There is zero analysis, or supporting documentation, of the idea the City could face liability for changes in 911 dispatch procedures. For instance, you wouldn’t know from the staff report that California courts have specifically rejected holding cities liable based on a “dispatcher’s failure or delay in responding to a 911 call” (Eastburn v. Reg’l Fire Prot. Auth., 31 Cal. 4th 1175, 1178, (2003)) and have also refused to  “impose liability based on the negligence by police personnel in responding to requests for assistance” (M.B. v. City of San Diego, 233 Cal. App. 3d 699, 705 (Ct. App. 1991)). Nor would you know that California Government Code 845 specifically protects localities from liability for reasons like those raised. “[Section 845] grants a general immunity for failure to provide police protection or for failure to provide enough police protection. Whether police protection should be provided at all, and the extent to which it should be provided, are political decisions which are committed to the policy-making officials of government. To permit review of these decisions by judges and juries would remove the ultimate decision-making authority from those politically responsible for making the decision.” (Lopez v. Southern Cal. Rapid Transit Dist. (1985) 40 Cal.3d 780, 792). No doubt there may be more to the story, but the staff report does not provide it.

The speculation about “appropriate police staffing to respond to 911 calls” also is ungrounded in any analysis of the staffing implications of various changes. For instance, if a significant number of 911 calls are diverted to other responders, it would seem to follow that CCPD staffing could be reduced without any reduction in the per-call personnel available or in response time. These are the kinds of questions that the Task Force should have analyzed itself. Instead, having failed to do so, it simply passes on unchallenged speculation that appears to assume across-the-board cuts in police staffing without accompanying restructuring of public safety response. This is the libel offered by those who refuse to consider reimagining public safety, not the constructive, evidence-based investigation that the Council directed but was not carried out.

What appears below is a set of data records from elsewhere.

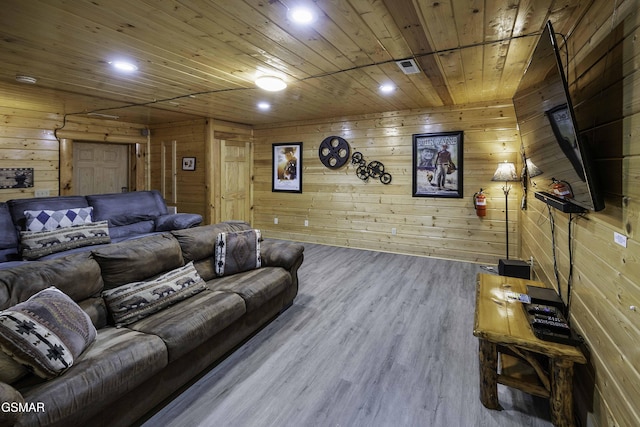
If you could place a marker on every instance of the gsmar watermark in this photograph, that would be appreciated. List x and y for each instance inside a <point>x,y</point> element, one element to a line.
<point>22,407</point>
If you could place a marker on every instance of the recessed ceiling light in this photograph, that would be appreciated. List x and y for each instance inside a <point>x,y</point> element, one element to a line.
<point>387,88</point>
<point>26,79</point>
<point>301,15</point>
<point>270,83</point>
<point>125,66</point>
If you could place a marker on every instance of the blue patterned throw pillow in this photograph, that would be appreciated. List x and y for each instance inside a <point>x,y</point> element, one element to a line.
<point>50,220</point>
<point>46,333</point>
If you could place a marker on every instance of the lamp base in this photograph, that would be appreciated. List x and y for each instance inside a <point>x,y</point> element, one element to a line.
<point>514,268</point>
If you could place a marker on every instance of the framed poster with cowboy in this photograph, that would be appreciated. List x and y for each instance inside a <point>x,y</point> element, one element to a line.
<point>437,164</point>
<point>287,167</point>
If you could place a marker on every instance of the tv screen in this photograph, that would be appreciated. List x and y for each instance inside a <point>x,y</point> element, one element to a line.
<point>556,156</point>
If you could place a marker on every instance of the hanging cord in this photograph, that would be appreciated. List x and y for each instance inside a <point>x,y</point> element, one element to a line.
<point>552,224</point>
<point>570,277</point>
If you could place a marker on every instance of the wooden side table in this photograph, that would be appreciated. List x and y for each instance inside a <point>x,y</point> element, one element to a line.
<point>504,333</point>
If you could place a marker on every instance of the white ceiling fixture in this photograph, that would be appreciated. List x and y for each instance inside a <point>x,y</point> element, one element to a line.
<point>270,83</point>
<point>26,79</point>
<point>301,14</point>
<point>408,66</point>
<point>126,66</point>
<point>387,88</point>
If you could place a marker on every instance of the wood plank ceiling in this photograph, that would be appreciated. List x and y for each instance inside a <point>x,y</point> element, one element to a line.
<point>200,57</point>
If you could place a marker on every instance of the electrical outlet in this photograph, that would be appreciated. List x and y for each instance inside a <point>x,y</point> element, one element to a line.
<point>620,239</point>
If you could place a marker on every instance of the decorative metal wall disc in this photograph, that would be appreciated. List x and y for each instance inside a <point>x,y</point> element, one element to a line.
<point>374,169</point>
<point>334,152</point>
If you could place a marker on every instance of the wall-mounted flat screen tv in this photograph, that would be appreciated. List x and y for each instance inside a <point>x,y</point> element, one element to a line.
<point>548,129</point>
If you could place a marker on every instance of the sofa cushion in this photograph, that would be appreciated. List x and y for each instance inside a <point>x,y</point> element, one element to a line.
<point>199,242</point>
<point>134,301</point>
<point>138,259</point>
<point>10,370</point>
<point>121,232</point>
<point>40,220</point>
<point>177,221</point>
<point>9,395</point>
<point>46,333</point>
<point>17,207</point>
<point>237,251</point>
<point>191,322</point>
<point>256,287</point>
<point>36,244</point>
<point>76,275</point>
<point>8,235</point>
<point>122,205</point>
<point>119,360</point>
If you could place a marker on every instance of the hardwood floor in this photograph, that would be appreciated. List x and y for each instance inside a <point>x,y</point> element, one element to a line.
<point>373,339</point>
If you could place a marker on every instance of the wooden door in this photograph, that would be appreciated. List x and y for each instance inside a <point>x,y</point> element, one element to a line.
<point>235,177</point>
<point>100,168</point>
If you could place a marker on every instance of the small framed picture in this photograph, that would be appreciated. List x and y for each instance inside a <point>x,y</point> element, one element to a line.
<point>188,163</point>
<point>287,167</point>
<point>437,164</point>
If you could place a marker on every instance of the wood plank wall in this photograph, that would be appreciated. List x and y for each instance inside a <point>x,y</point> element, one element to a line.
<point>343,210</point>
<point>604,81</point>
<point>28,137</point>
<point>197,191</point>
<point>189,140</point>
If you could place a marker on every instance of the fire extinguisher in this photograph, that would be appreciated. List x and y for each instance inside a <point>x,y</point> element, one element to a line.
<point>561,189</point>
<point>480,203</point>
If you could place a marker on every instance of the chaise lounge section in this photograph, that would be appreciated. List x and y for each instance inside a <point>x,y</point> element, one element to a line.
<point>140,354</point>
<point>50,227</point>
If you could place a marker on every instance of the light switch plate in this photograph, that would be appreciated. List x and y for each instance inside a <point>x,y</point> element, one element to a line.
<point>620,239</point>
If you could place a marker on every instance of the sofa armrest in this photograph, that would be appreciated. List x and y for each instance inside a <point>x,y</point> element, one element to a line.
<point>178,221</point>
<point>9,397</point>
<point>280,253</point>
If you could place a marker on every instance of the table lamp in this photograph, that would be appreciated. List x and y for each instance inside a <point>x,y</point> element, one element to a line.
<point>506,172</point>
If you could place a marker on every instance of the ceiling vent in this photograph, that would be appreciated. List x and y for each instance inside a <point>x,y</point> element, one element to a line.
<point>408,66</point>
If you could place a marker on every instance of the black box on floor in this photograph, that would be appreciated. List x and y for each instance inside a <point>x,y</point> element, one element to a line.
<point>514,268</point>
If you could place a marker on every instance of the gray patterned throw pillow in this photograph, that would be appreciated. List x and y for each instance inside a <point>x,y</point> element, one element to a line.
<point>36,244</point>
<point>238,251</point>
<point>134,301</point>
<point>46,333</point>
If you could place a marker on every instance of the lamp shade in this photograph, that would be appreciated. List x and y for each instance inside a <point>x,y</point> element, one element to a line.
<point>532,169</point>
<point>506,172</point>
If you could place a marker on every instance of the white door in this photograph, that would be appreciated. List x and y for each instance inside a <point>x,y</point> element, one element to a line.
<point>235,174</point>
<point>100,168</point>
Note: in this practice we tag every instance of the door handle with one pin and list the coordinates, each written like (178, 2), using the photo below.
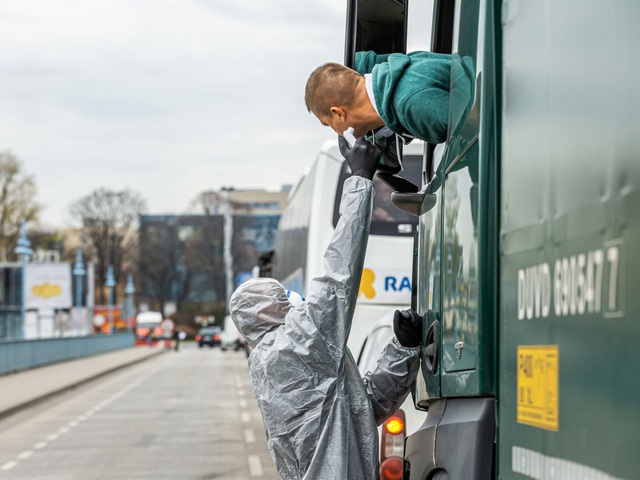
(431, 348)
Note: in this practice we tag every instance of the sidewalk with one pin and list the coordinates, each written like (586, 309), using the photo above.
(18, 390)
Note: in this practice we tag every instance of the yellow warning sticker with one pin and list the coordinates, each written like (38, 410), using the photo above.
(538, 386)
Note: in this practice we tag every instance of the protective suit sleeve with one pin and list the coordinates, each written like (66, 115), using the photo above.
(331, 298)
(390, 382)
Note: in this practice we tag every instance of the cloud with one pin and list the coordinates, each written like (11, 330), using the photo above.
(166, 97)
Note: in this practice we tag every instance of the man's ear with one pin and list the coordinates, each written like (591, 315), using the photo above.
(340, 112)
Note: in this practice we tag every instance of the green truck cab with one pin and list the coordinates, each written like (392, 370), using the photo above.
(526, 258)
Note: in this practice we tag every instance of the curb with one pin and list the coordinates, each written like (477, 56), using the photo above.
(52, 393)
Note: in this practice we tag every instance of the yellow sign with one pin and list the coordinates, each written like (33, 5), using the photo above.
(366, 283)
(47, 290)
(538, 386)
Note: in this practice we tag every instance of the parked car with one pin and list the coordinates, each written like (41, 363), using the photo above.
(232, 339)
(407, 419)
(210, 336)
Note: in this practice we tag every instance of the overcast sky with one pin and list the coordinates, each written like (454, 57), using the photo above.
(165, 97)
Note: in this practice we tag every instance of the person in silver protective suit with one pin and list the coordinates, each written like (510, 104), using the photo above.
(320, 414)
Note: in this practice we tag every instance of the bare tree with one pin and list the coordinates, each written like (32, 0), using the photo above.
(109, 220)
(17, 201)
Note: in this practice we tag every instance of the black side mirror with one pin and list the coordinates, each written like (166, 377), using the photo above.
(377, 25)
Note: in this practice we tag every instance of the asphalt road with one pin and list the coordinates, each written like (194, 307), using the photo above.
(182, 415)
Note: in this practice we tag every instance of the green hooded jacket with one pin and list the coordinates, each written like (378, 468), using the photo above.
(411, 91)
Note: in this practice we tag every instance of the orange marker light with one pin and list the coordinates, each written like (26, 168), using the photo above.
(394, 425)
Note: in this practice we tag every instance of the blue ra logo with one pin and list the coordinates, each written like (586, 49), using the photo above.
(396, 284)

The report also claims broadly that “the insurance industry is not comfortable with non-sworn personnel responding to 911 calls.” Again, unproven, ungrounded, but very convenient. Has anyone attempted to get them comfortable? Has Eugene, OR been unable to buy insurance because of its extensive diversion of 911 calls to non-sworn personnel? How has Denver approached this problem with its own recent embrace of non-sworn response? The report is looking for excuses to do nothing, not trying to tackle and solve problems.